A forex VPS for MT5 is a remote Windows server that runs your MetaTrader 5 terminal 24/5 with low latency to your broker's data center. If you run an Expert Advisor — especially on a volatile pair like XAUUSD — a VPS is no longer optional. It's the difference between a strategy that executes cleanly and one that misses trades whenever your home internet hiccups.
This guide covers why a VPS matters, what specs to look for, and whether free broker VPS options are worth it.
Why an MT5 VPS matters
Three things silently kill EA performance when you run MT5 on a home laptop:
- Latency — every millisecond between your terminal and the broker's server is slippage risk. Home internet routes through consumer ISPs; a VPS in the same data center cuts round-trip to single-digit milliseconds.
- Downtime — power cuts, Windows updates, Wi-Fi drops, closing the lid. Any of these disconnect the EA mid-trade.
- Resource contention — a laptop running Chrome, Slack, and MT5 will occasionally freeze the terminal for seconds at a time. On news releases, seconds matter.
MetaQuotes' own documentation on MT5 VPS recommends a hosted server for anyone running automated strategies for this reason.
What specs to look for
Most "forex VPS" plans are priced in the $10–30/month range. What matters:
- Location — match the data center to your broker's server. Common good pairs: LD4 (London) for LMAX/IC Markets London, NY4 (New York) for US-based brokers, Equinix Tokyo for Asian ECNs.
- Ping < 5ms to broker — the VPS provider should publish measured ping times. If they don't, look elsewhere.

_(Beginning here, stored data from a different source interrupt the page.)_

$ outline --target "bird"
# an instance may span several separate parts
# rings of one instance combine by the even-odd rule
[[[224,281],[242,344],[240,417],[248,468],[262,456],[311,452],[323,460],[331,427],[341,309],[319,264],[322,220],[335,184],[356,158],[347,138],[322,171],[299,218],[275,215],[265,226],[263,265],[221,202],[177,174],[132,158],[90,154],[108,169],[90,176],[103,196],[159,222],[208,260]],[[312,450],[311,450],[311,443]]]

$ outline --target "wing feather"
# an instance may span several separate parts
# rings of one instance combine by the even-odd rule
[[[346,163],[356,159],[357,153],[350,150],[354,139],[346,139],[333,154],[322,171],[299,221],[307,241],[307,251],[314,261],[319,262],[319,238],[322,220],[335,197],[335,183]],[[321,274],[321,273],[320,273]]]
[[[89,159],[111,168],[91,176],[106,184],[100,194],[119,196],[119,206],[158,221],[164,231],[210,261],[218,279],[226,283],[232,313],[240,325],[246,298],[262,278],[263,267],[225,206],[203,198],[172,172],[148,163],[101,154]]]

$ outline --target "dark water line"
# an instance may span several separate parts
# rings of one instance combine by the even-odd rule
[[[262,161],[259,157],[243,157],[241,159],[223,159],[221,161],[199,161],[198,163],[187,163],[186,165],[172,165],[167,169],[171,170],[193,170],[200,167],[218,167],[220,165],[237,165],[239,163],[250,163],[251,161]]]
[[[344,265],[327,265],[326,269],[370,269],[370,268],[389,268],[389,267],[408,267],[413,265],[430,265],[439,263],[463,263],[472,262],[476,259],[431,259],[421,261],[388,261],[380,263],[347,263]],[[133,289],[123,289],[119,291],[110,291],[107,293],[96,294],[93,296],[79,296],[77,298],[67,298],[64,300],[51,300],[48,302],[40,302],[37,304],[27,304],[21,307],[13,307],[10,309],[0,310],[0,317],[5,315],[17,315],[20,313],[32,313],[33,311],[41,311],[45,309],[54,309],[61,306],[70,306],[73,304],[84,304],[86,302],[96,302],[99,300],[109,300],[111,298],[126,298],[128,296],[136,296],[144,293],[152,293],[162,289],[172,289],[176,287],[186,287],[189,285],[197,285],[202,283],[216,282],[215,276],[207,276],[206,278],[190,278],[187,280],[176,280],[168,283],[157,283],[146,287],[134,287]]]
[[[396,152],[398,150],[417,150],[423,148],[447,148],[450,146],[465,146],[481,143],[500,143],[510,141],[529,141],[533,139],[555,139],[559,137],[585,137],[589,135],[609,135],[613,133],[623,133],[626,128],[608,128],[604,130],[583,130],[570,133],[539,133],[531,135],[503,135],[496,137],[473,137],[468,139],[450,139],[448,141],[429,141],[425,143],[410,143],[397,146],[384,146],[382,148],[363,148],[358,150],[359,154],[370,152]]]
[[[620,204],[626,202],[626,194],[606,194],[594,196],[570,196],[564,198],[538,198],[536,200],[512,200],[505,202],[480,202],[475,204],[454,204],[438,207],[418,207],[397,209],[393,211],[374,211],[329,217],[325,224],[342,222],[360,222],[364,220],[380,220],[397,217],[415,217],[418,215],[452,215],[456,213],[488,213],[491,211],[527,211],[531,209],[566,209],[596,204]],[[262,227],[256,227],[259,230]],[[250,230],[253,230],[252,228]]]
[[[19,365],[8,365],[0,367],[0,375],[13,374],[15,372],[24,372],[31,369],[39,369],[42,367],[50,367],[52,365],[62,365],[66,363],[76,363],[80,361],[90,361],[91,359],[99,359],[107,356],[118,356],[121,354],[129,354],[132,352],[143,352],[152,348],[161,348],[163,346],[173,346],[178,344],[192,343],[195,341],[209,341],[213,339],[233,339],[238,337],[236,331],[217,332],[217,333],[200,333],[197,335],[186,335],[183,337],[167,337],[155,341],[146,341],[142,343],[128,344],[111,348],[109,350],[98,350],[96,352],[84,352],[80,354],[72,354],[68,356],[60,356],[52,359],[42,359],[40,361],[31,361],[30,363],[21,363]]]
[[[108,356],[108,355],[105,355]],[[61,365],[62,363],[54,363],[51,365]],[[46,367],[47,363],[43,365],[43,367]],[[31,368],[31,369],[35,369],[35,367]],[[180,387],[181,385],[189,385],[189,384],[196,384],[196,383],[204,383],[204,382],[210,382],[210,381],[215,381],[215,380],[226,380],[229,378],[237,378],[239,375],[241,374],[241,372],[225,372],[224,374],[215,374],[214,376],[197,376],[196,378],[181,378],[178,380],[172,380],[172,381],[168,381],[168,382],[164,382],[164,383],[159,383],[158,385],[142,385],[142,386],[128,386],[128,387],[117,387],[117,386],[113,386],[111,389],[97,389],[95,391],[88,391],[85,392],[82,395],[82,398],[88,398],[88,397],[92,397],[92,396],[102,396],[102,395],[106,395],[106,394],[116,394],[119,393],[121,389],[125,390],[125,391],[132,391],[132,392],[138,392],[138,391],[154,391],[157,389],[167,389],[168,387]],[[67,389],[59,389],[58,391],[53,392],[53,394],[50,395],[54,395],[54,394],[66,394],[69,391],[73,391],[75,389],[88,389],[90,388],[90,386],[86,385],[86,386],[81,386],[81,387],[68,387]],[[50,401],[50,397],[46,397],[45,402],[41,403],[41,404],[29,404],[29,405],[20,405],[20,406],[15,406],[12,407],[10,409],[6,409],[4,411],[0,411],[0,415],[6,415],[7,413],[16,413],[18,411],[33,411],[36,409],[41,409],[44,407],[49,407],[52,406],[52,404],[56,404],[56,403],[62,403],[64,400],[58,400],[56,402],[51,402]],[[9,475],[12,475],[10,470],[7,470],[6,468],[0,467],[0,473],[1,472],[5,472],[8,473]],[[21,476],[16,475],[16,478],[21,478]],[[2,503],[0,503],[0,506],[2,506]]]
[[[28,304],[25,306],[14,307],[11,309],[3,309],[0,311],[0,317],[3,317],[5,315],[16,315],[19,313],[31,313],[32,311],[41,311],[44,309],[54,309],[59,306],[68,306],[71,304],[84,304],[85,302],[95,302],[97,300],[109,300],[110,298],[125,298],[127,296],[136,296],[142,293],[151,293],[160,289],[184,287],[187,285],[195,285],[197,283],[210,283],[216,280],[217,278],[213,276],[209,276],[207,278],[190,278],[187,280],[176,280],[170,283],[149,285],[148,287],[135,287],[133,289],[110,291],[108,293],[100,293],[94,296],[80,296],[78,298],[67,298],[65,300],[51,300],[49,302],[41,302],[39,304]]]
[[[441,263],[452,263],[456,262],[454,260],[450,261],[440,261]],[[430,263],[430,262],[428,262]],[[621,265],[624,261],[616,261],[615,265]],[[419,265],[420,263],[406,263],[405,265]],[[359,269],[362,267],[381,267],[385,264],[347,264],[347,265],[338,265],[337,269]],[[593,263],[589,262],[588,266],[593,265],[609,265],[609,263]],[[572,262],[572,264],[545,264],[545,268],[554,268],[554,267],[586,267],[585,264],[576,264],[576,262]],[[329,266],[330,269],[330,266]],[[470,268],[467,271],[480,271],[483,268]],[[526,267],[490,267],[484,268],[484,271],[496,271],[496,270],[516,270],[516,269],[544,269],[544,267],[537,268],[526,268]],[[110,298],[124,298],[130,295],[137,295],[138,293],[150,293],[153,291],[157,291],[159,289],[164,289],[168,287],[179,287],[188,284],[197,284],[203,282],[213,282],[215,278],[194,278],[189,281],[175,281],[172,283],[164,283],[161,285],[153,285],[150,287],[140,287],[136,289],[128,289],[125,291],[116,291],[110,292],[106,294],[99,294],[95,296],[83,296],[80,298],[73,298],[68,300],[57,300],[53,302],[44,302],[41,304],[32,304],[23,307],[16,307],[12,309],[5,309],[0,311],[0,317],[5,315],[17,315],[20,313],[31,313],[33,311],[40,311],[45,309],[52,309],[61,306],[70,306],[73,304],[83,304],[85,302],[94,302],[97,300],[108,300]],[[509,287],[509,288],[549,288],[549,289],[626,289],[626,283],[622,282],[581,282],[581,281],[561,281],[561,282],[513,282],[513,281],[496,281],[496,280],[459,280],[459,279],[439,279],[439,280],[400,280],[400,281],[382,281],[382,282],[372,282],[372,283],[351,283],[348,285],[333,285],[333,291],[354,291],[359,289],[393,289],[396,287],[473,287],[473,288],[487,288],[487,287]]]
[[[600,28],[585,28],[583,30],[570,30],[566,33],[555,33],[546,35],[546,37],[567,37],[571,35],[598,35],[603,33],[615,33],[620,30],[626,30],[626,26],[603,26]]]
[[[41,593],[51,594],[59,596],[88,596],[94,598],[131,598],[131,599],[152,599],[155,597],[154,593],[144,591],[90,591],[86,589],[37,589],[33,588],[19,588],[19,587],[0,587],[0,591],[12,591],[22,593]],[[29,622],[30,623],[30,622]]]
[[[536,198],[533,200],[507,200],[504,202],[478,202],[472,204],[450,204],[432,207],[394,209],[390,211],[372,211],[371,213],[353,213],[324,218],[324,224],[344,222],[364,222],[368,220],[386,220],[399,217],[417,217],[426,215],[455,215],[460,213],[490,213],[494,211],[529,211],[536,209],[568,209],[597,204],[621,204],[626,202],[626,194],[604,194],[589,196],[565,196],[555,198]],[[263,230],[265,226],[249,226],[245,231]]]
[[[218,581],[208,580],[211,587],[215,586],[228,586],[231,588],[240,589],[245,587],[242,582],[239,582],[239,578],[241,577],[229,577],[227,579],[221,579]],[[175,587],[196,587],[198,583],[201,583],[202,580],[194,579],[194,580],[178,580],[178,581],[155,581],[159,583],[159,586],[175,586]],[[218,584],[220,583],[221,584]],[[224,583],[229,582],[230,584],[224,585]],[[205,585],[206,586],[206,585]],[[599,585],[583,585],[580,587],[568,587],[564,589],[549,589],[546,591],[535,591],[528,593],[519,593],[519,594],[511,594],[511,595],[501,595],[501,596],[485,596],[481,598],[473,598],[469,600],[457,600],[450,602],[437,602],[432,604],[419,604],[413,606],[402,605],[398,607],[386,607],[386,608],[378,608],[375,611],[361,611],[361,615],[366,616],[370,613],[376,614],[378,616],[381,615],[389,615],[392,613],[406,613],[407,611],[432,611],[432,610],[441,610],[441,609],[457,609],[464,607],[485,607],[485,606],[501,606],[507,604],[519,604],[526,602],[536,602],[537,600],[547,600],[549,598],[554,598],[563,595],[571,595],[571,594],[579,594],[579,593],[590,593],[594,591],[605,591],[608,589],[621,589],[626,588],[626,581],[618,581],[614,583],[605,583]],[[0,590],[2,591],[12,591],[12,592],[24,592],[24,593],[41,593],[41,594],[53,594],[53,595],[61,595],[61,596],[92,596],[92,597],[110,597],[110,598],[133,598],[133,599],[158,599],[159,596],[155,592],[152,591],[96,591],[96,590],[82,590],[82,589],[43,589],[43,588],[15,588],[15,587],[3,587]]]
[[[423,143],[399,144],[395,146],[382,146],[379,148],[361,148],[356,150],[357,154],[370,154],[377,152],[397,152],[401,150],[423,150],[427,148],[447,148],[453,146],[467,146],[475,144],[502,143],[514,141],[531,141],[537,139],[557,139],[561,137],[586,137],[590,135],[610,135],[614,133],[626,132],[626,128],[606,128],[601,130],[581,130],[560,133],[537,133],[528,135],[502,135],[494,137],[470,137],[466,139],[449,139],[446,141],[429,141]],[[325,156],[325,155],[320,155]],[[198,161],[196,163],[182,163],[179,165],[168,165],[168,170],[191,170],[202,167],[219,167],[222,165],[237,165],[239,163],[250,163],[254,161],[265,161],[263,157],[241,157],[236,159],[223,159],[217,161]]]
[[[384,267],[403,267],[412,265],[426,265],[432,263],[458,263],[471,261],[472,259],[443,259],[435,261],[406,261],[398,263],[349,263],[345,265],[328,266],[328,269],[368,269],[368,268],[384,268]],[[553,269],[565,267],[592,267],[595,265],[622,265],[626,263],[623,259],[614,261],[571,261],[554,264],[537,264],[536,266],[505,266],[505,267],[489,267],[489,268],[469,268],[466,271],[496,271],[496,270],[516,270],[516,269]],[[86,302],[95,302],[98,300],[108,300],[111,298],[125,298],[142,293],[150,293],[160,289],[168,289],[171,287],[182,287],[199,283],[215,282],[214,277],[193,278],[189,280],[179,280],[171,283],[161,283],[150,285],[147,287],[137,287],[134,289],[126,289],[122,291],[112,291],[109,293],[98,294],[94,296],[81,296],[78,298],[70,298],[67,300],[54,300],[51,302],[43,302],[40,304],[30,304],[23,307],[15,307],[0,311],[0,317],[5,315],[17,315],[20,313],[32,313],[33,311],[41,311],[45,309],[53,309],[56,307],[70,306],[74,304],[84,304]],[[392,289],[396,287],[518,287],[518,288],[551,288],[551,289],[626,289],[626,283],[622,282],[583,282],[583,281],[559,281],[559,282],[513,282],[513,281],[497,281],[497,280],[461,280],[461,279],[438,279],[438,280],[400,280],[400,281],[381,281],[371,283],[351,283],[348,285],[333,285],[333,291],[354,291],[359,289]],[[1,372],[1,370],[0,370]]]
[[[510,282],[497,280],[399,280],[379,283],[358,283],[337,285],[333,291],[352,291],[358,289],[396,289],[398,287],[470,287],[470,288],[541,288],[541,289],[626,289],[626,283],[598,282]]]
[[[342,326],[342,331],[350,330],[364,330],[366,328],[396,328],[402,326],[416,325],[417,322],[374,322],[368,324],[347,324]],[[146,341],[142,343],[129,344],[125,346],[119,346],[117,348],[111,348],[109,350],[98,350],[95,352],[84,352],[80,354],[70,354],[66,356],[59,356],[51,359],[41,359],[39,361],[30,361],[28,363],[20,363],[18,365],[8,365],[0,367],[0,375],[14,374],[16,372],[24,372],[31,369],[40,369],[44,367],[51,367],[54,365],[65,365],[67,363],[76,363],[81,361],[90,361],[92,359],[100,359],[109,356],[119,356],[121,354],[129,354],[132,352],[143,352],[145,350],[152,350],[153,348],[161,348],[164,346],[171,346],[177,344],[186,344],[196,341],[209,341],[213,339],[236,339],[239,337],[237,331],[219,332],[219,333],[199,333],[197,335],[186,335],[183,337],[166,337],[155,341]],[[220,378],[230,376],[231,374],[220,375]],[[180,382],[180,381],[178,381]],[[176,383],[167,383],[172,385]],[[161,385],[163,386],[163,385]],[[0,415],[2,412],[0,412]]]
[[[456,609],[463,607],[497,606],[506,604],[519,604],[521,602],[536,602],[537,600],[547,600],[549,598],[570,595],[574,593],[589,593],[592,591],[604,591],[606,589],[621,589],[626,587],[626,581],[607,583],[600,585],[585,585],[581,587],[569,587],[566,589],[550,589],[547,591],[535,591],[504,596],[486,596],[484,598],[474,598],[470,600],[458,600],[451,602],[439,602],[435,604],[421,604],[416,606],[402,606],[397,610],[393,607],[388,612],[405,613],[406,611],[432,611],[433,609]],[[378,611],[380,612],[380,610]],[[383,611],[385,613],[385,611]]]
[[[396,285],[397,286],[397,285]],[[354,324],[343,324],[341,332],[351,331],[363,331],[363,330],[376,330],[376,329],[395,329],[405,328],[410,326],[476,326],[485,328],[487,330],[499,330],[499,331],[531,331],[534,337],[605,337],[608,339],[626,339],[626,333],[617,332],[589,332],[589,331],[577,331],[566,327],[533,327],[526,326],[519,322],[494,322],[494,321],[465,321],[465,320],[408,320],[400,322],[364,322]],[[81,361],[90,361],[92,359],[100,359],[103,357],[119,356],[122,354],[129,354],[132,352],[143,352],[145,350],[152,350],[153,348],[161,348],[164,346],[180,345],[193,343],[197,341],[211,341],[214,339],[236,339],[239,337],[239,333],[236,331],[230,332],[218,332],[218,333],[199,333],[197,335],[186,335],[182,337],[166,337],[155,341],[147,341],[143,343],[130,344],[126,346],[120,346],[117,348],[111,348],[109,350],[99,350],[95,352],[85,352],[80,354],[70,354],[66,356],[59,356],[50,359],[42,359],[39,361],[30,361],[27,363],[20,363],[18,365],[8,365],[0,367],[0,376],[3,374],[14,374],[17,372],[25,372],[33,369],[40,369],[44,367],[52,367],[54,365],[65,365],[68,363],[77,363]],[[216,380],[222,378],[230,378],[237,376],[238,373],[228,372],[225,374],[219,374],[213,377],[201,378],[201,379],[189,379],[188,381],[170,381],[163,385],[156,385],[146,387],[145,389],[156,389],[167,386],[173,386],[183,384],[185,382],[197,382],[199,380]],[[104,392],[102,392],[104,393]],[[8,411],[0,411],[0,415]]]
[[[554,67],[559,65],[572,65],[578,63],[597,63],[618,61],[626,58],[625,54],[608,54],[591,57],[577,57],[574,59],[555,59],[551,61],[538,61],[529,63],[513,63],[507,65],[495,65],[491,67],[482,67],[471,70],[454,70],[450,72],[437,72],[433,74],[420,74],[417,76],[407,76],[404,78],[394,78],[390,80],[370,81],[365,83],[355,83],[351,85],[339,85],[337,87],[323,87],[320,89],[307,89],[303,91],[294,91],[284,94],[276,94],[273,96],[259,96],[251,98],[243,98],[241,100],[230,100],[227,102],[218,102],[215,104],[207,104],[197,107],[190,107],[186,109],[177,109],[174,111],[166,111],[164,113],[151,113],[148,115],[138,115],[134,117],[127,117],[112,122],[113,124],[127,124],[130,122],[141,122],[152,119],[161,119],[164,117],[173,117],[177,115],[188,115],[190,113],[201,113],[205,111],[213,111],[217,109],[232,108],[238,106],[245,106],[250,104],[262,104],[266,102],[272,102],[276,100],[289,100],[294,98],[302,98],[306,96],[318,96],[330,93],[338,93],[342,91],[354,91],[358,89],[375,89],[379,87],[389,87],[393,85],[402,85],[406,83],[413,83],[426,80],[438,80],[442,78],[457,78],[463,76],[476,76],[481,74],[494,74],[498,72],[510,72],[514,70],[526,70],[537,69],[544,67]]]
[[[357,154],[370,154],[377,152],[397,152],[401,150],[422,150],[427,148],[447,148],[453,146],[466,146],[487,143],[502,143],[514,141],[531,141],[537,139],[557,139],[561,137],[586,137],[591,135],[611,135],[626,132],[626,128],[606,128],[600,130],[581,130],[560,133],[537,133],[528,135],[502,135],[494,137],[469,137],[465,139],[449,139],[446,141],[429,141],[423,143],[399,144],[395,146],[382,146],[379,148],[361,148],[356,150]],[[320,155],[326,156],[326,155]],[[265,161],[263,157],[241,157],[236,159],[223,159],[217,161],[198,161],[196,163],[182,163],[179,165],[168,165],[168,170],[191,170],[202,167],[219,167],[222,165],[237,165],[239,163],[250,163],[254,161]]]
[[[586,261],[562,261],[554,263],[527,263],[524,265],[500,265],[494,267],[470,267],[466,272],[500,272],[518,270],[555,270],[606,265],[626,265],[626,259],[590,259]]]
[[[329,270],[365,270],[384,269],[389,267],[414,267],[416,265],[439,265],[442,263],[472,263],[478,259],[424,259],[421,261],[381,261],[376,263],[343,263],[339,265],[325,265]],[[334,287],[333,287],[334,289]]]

- 2 GB RAM minimum — one MT5 instance uses ~400 MB idle; if you run multiple charts or EAs, scale up.
- 2 vCPU — plenty for MT5. More cores don't help much; clock speed does.
- SSD storage — HDDs cause noticeable lag on MT5 startup and during heavy journal writes.
- Windows Server 2019 or newer — required for modern MT5 builds.
Free broker VPS — is it worth it?
Several brokers offer "free VPS" if you fund above a threshold (often $5,000 or 5 lots/month traded). These are genuinely useful if you'd already meet the threshold. If not, the cost of over-trading to qualify usually exceeds the $15/month a proper VPS would have cost.
The MetaQuotes VPS hosted directly from inside the MT5 terminal is another solid option — roughly €10/month, integrates natively, and migrates your EA and charts with one click.
Setting up MT5 on a VPS in 10 minutes
- Rent a Windows VPS from a reputable provider.
- Connect via Remote Desktop (built into Windows; free Microsoft apps for Mac, iOS, Android).
- Download MT5 from your broker inside the VPS.
- Copy your
.ex5EA file intoMQL5/Experts. - Open your XAUUSD chart, attach the EA, enable AutoTrading.
- Disconnect the RDP session — the EA keeps running.
Common pitfalls
- Mismatched data center — a VPS in Frankfurt won't help if your broker is in New York.
- Windows Updates set to auto-restart — schedule updates for weekends only; the market is closed.
- Forgetting to enable AutoTrading after reboot — set the EA to auto-load the chart with AutoTrading on.
- Running out of disk space — MT5 journal files grow fast. Clean quarterly.
Once the VPS is stable, the EA does its job. You stop thinking about uptime and start thinking about the strategy — which is exactly where attention should be.